Il vero problema, come emerso dagli open data messi a disposizione da Immuni e consultabili sul sito ‘GitHub’, è che da settimane nessuno (o quasi) scarica più la app. Ma ancora meno sono coloro che la attivano. Rendendo il sistema italiano di contact tracing sostanzialmente inutile, almeno da novembre 2020. Ma che il sistema potesse essere non solo utile, ma anche molto importante nel contrasto alla pandemia non lo dicono solo i dati esteri. Ma anche una recente inchiesta pubblicata sulla rivista Nature e un’autorevole ricerca condotta da The Alan Turing Institute e Oxford University.
Nell’autunno 2020 si era parlato anche del New South Wales (il Nuovo Galles del Sud) in Australia, come di “gold standard for COVID-19 management“, ossia il migliore sistema esistente per la gestione dell’emergenza. E ciò permise a Sydney e limitrofi di risparmiarsi lockdown per mesi. Ma quindi, stabilito che in Italia gli errori sul contact tracing non sono mancati (da quelli dei cittadini a quelli dei programmatori), quale può essere la soluzione?

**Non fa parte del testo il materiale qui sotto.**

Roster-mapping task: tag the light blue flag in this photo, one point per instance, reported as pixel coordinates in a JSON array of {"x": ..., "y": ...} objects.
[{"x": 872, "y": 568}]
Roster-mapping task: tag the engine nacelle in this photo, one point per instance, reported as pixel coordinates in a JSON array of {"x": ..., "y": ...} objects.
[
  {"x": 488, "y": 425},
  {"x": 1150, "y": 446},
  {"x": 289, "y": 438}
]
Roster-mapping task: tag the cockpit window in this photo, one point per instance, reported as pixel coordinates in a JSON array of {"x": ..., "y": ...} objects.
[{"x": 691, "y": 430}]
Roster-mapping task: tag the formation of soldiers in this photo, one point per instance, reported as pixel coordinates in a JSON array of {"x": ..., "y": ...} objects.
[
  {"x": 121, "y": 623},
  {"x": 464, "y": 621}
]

Torniamo al professor Andrea Crisanti: “Sulla base dell’esperienza di Australia, Nuova Zelanda, Corea del Sud e Taiwan, abbiamo proposto, sulla base di un caso singolo, di testare tutto il perimetro di interazione di una persona. Che dobbiamo immaginarci come uno spazio tridimensionale in cui in un piano c’è la scuola, in un altro gli amici, in un altro i vicini di casa, i colleghi di lavoro, i parenti. Se noi testiamo tutte queste persone, sicuramente là dentro c’è la catena di trasmissione“. Proprio quella che le app di contact tracing erano chiamate a individuare. Cosa che in altri Paesi hanno fatto, ma in Italia no. E la colpa è anche un po’ nostra.